Aaron Nola failed to shake his September demons, Ramon Rosso was terrible out of the bullpen, the offense was poor from start to finish and the defense left something to be desired once again, as well.

When the dust settled on the evening, the Phils were 10-0 losers to the Brewers just a day after routing them, 12-0.

The loss was costly for the Phillies as they lost ground to first-place Atlanta in the NL East. The Braves beat Washington in Atlanta. The Phils trail the Braves by 2 ½ games with 24 to play. The Phils entered the day two games back in the wild-card chase.

A day after their offensive eruption Monday, the Phillies were held to just five hits and all were singles. They had just one hit through the first five innings against Milwaukee lefty Eric Lauer.

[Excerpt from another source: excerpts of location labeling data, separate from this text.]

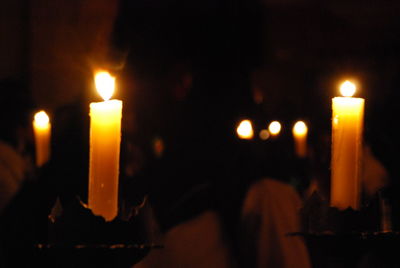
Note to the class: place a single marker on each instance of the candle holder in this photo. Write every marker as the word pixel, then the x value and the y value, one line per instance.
pixel 78 238
pixel 348 238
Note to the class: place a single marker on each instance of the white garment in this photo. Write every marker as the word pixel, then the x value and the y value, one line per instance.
pixel 12 173
pixel 271 211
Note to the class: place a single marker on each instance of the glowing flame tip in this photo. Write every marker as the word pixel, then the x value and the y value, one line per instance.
pixel 347 88
pixel 105 84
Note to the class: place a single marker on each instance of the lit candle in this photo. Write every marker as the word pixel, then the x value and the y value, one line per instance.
pixel 347 128
pixel 274 128
pixel 42 133
pixel 300 138
pixel 105 139
pixel 245 130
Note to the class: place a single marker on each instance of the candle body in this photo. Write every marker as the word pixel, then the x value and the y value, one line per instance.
pixel 42 134
pixel 347 128
pixel 300 143
pixel 105 140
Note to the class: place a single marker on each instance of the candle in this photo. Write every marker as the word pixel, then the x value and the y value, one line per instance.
pixel 245 130
pixel 347 127
pixel 42 134
pixel 274 128
pixel 300 138
pixel 105 139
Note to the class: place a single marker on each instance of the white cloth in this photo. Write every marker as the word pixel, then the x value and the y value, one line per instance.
pixel 271 211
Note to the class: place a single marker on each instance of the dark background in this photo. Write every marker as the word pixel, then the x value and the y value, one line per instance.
pixel 295 52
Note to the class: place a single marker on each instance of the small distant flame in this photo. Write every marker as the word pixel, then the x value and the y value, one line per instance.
pixel 245 130
pixel 347 88
pixel 41 119
pixel 274 128
pixel 105 84
pixel 300 128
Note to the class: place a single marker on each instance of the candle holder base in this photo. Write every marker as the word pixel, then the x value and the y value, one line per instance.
pixel 77 238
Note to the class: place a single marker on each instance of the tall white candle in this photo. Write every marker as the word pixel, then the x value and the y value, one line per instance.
pixel 42 133
pixel 105 139
pixel 347 129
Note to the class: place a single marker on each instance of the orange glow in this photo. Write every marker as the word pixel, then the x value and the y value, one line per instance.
pixel 274 128
pixel 264 134
pixel 41 119
pixel 347 88
pixel 300 128
pixel 105 84
pixel 245 130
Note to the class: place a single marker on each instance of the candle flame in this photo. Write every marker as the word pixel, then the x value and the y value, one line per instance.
pixel 274 128
pixel 300 128
pixel 347 88
pixel 105 84
pixel 245 130
pixel 41 118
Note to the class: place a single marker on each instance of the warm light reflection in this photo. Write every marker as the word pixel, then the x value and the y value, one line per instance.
pixel 105 84
pixel 274 128
pixel 264 134
pixel 300 128
pixel 245 130
pixel 41 119
pixel 347 88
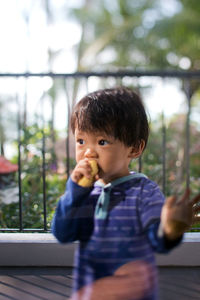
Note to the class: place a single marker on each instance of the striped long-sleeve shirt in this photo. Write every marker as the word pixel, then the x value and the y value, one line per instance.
pixel 115 224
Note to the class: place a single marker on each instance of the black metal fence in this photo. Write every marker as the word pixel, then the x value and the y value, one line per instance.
pixel 70 86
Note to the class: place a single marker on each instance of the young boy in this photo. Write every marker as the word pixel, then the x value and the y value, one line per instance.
pixel 120 220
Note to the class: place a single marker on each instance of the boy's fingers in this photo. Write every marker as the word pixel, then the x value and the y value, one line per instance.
pixel 170 201
pixel 196 220
pixel 196 208
pixel 195 199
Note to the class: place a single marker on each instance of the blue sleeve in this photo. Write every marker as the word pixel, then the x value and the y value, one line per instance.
pixel 74 214
pixel 160 244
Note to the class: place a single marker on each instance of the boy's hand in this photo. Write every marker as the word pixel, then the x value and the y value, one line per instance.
pixel 179 214
pixel 83 169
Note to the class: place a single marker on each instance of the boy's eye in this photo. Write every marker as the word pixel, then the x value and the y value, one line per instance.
pixel 103 142
pixel 80 141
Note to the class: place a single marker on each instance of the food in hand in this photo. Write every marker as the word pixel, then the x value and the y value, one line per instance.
pixel 87 182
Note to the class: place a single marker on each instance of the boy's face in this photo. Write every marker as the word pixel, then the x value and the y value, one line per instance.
pixel 111 155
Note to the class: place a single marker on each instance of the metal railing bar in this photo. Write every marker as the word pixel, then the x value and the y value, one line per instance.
pixel 188 94
pixel 123 73
pixel 19 165
pixel 44 180
pixel 68 129
pixel 163 154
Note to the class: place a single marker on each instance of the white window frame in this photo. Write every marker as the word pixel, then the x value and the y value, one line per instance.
pixel 42 250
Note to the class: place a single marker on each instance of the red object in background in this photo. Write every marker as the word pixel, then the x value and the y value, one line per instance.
pixel 6 166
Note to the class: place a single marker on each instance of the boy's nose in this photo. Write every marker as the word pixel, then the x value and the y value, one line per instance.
pixel 90 153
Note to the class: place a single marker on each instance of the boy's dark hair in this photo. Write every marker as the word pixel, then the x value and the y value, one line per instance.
pixel 118 112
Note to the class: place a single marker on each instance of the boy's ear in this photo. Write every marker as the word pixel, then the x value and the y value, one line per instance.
pixel 137 151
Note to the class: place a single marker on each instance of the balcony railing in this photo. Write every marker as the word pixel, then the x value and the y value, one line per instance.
pixel 34 134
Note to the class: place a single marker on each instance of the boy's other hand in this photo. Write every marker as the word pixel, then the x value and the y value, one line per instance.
pixel 178 215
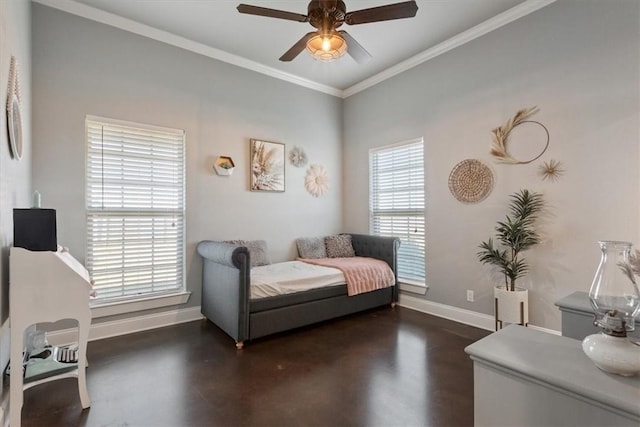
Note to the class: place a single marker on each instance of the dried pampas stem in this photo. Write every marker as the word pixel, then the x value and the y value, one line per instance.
pixel 501 137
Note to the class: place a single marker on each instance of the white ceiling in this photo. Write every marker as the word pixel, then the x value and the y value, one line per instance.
pixel 215 28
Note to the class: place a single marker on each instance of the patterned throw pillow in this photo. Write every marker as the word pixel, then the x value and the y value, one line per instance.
pixel 311 247
pixel 339 246
pixel 257 251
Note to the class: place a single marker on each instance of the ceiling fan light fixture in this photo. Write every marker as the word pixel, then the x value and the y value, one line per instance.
pixel 327 47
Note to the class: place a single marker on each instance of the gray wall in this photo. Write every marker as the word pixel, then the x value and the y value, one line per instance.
pixel 82 67
pixel 579 61
pixel 15 176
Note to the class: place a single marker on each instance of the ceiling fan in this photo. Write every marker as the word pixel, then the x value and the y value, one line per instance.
pixel 327 43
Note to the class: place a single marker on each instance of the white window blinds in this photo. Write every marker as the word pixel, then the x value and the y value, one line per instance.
pixel 396 203
pixel 135 208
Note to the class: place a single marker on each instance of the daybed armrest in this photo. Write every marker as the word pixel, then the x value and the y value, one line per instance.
pixel 225 287
pixel 227 254
pixel 384 248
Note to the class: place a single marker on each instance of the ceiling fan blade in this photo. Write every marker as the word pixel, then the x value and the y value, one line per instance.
pixel 271 13
pixel 297 48
pixel 407 9
pixel 355 49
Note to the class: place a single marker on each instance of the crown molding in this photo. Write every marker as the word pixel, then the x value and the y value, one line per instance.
pixel 88 12
pixel 458 40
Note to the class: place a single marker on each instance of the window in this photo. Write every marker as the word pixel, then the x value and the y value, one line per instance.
pixel 135 209
pixel 396 204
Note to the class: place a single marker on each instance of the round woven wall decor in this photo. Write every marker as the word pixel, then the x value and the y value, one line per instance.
pixel 470 181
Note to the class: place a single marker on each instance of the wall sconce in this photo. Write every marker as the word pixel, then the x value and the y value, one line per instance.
pixel 224 166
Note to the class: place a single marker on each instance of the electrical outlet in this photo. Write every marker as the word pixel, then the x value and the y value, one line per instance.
pixel 469 295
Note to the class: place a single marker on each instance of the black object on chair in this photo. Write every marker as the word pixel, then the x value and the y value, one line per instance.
pixel 35 229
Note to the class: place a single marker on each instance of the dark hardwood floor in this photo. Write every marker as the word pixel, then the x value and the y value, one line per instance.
pixel 387 367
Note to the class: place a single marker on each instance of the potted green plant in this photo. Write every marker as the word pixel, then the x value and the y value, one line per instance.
pixel 514 235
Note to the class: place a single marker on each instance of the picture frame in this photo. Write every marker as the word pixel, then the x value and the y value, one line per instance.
pixel 267 167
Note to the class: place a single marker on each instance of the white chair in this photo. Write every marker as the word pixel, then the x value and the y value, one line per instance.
pixel 46 287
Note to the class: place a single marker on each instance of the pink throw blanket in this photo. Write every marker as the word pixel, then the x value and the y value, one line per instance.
pixel 362 274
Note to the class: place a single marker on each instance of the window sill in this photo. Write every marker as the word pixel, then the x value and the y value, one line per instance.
pixel 413 288
pixel 139 304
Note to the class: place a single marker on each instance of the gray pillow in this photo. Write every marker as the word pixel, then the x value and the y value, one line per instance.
pixel 311 247
pixel 257 251
pixel 339 246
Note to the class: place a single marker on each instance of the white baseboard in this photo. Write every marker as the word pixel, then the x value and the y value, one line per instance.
pixel 167 318
pixel 130 325
pixel 5 355
pixel 460 315
pixel 4 411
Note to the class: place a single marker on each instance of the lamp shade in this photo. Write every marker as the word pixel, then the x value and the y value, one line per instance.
pixel 327 47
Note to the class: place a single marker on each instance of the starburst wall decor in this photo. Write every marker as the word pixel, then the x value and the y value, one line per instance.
pixel 551 170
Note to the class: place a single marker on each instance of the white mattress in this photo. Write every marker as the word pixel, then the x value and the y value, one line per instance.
pixel 291 276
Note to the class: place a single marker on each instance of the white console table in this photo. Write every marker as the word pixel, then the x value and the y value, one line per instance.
pixel 46 287
pixel 524 377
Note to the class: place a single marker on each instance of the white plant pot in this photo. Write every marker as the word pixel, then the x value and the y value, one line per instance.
pixel 511 306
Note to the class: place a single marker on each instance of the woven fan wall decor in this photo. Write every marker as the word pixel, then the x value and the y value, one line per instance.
pixel 470 181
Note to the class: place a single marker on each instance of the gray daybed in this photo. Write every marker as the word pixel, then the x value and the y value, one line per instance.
pixel 226 302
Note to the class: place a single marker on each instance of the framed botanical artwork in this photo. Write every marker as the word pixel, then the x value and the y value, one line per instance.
pixel 267 166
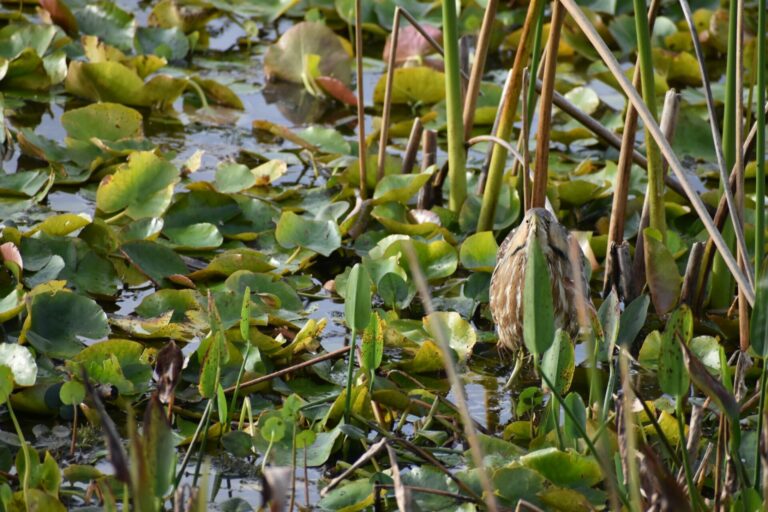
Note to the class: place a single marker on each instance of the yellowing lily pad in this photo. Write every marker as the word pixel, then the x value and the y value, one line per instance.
pixel 413 85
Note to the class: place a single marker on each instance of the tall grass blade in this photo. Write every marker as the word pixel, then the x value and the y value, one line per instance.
pixel 506 119
pixel 457 177
pixel 655 172
pixel 591 33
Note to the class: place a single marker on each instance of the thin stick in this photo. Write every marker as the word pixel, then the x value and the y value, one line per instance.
pixel 402 495
pixel 719 219
pixel 627 154
pixel 478 66
pixel 669 116
pixel 491 138
pixel 526 136
pixel 458 387
pixel 654 130
pixel 655 193
pixel 738 219
pixel 387 107
pixel 505 93
pixel 436 492
pixel 717 140
pixel 506 119
pixel 290 369
pixel 540 171
pixel 412 148
pixel 360 100
pixel 368 455
pixel 760 173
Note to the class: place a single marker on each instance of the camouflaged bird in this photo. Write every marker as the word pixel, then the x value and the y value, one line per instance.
pixel 508 278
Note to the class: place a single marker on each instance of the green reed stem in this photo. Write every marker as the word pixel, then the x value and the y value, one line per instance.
pixel 760 418
pixel 693 493
pixel 350 373
pixel 25 451
pixel 590 445
pixel 204 440
pixel 722 283
pixel 760 175
pixel 457 176
pixel 535 61
pixel 657 218
pixel 760 208
pixel 506 120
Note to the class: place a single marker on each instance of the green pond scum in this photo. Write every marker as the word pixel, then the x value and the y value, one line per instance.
pixel 246 268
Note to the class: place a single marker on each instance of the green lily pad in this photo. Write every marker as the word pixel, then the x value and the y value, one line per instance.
pixel 437 259
pixel 567 468
pixel 413 85
pixel 155 261
pixel 399 187
pixel 288 59
pixel 461 336
pixel 585 98
pixel 115 82
pixel 59 320
pixel 142 187
pixel 195 236
pixel 106 121
pixel 298 231
pixel 478 252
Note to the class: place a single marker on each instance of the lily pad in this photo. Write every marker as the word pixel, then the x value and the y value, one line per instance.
pixel 142 187
pixel 413 85
pixel 106 121
pixel 59 320
pixel 298 231
pixel 290 57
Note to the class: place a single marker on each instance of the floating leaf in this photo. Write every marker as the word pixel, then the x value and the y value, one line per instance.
pixel 142 187
pixel 287 59
pixel 585 98
pixel 399 187
pixel 372 346
pixel 568 468
pixel 538 309
pixel 155 261
pixel 357 303
pixel 106 121
pixel 709 385
pixel 632 321
pixel 558 362
pixel 460 335
pixel 115 82
pixel 478 252
pixel 413 85
pixel 59 320
pixel 673 377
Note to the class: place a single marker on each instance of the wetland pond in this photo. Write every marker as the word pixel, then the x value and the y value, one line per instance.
pixel 181 182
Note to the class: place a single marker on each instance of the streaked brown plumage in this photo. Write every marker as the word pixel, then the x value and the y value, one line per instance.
pixel 508 278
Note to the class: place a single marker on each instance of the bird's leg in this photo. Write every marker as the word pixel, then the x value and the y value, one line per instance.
pixel 516 370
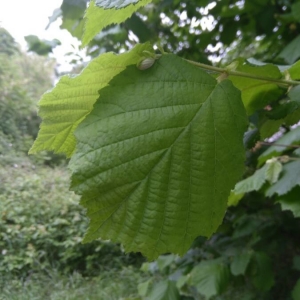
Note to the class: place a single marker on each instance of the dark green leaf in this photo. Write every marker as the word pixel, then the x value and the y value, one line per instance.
pixel 240 263
pixel 115 3
pixel 296 291
pixel 273 170
pixel 151 157
pixel 269 128
pixel 296 262
pixel 97 18
pixel 289 180
pixel 281 145
pixel 164 261
pixel 63 108
pixel 291 201
pixel 282 110
pixel 262 276
pixel 291 52
pixel 256 94
pixel 164 290
pixel 210 277
pixel 234 199
pixel 294 70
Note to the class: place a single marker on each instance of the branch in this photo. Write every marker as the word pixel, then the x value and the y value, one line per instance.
pixel 242 74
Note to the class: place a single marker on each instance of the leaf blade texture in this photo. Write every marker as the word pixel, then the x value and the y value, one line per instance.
pixel 67 104
pixel 151 157
pixel 97 18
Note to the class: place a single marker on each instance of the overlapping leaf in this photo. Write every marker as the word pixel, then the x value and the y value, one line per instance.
pixel 63 108
pixel 158 156
pixel 256 94
pixel 97 18
pixel 210 277
pixel 291 201
pixel 289 180
pixel 288 141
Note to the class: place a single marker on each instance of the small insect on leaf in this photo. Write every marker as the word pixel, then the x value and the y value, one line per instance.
pixel 146 63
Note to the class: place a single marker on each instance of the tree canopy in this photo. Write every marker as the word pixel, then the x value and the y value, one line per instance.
pixel 195 121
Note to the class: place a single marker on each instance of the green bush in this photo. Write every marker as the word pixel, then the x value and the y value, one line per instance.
pixel 42 226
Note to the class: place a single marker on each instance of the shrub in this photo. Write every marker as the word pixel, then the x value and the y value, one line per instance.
pixel 42 226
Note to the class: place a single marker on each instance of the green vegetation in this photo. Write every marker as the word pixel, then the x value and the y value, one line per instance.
pixel 186 142
pixel 42 256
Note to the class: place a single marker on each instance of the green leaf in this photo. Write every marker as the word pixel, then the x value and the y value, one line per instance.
pixel 296 262
pixel 41 47
pixel 269 128
pixel 164 261
pixel 290 138
pixel 256 94
pixel 273 170
pixel 240 263
pixel 164 290
pixel 291 201
pixel 294 94
pixel 151 158
pixel 97 18
pixel 252 183
pixel 234 199
pixel 63 108
pixel 143 287
pixel 107 4
pixel 294 70
pixel 289 179
pixel 282 110
pixel 262 276
pixel 291 52
pixel 210 277
pixel 296 291
pixel 296 11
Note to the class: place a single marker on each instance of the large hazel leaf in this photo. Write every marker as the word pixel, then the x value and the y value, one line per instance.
pixel 157 157
pixel 289 180
pixel 115 3
pixel 64 107
pixel 97 18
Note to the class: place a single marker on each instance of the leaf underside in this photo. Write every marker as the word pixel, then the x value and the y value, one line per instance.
pixel 97 18
pixel 64 107
pixel 158 155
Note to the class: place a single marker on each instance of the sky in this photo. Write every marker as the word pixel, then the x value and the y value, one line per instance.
pixel 31 17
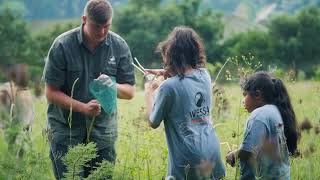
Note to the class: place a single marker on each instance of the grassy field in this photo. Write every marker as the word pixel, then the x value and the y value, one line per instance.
pixel 142 151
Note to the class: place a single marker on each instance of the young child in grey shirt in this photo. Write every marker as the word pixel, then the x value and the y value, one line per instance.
pixel 271 131
pixel 183 103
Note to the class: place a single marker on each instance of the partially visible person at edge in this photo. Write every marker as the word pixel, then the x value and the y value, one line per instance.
pixel 183 102
pixel 271 133
pixel 85 53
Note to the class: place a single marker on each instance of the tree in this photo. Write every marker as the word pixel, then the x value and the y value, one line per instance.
pixel 143 26
pixel 14 38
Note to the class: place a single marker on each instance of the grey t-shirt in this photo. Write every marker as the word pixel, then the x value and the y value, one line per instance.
pixel 184 105
pixel 264 138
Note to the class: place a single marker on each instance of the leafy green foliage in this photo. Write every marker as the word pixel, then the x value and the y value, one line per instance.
pixel 77 157
pixel 144 25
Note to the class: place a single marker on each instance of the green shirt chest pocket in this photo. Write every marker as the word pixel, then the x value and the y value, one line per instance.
pixel 74 77
pixel 110 66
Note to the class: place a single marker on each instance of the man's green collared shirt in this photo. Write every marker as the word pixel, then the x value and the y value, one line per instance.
pixel 70 63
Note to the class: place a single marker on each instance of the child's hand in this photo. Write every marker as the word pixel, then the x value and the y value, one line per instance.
pixel 231 158
pixel 151 86
pixel 158 72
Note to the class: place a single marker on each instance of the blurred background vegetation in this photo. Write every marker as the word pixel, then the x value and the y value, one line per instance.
pixel 282 34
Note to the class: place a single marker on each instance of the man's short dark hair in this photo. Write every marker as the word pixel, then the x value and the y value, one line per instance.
pixel 100 11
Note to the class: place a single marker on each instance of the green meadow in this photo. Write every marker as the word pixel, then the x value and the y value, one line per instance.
pixel 142 151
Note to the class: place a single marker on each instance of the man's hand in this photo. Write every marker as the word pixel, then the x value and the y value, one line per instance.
pixel 92 108
pixel 151 86
pixel 231 157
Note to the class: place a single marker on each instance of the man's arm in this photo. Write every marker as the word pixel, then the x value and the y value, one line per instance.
pixel 55 96
pixel 125 91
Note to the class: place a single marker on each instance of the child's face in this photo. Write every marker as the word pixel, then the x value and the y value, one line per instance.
pixel 250 102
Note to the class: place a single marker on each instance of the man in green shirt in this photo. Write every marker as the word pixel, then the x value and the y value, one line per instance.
pixel 76 58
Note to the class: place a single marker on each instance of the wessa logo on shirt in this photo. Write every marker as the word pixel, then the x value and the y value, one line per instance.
pixel 199 99
pixel 199 114
pixel 111 60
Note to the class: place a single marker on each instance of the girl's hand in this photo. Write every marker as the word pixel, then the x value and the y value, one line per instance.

Manager Joe Girardi stacked his lineup with right-handed bats – he even batted J.T. Realmuto leadoff – against Lauer. Lauer was unfazed. He pitched seven shutout innings. The Phillies are 20-25 against left-handed starters this season. They sure miss Rhys Hoskins’ right-handed presence.

“This is what we have,” Girardi said after the game. “We have to find a way to get it done with the guys we have. We can’t say, ‘If we had this guy,’ or, ‘If we had that guy.’ We don’t. We’ve got to find a way to get it done.”

Lauer scattered four singles, walked one and struck out five over his seven innings of work. He entered the game with a 3.26 ERA in 15 starts this season. Lauer came out of Kent State University and was a first-round pick (25th overall) of the Padres in 2016, the same draft in which the Phillies selected Mickey Moniak first overall.

Nola had a mixed-bag start for the Phillies. He pitched five walk-free innings and allowed just six hits. But five of those hits came in the third inning as the Brewers rallied for three runs. Nola just could not put the Brewers away in that inning. All five of the hits that he gave up in the frame came with two strikes. Three of the hits came on curveballs, one on a sinker and one on a changeup.

“I thought I made some OK pitches that inning, they just found holes,” Nola said. “That’s baseball. All season, for the most part, it’s been one inning (that’s hurt).”

The defense, a season-long weakness for this team, did not help Nola in the third inning. Shortstop Freddy Galvis did not make a play on what ended up as an infield hit by Lauer.

“He’s left some balls up with two strikes that have hurt him, but I thought he threw the ball all right tonight,” Girardi said of Nola. “We didn’t make a play in that inning and it leads to three runs. If we do, it’s two outs and nobody on and maybe it’s a totally different inning and he goes through six or seven tonight.” 

Nola’s September struggles are well documented. Since 2019, he has an ERA of 5.38 in 13 September starts. The Phillies have won just three of those games. Nola has pitched nine innings and allowed nine runs in two starts this September.

Nola’s season ERA is up to 4.57. The Phils are just 13-15 in his 28 starts. They will have a difficult time catching the Braves if Nola doesn’t turn it around quickly. His next start is scheduled for Sunday against Colorado at home.

Milwaukee led 3-0 entering the sixth inning and built the lead to 6-0 when Rosso allowed three runs – all after a wild pitch on a two-out strikeout extended the inning. Rosso allowed two singles and two walks after that.

Kyle Gibson gets the ball in Wednesday night’s series finale. Freddy Peralta will start for Milwaukee.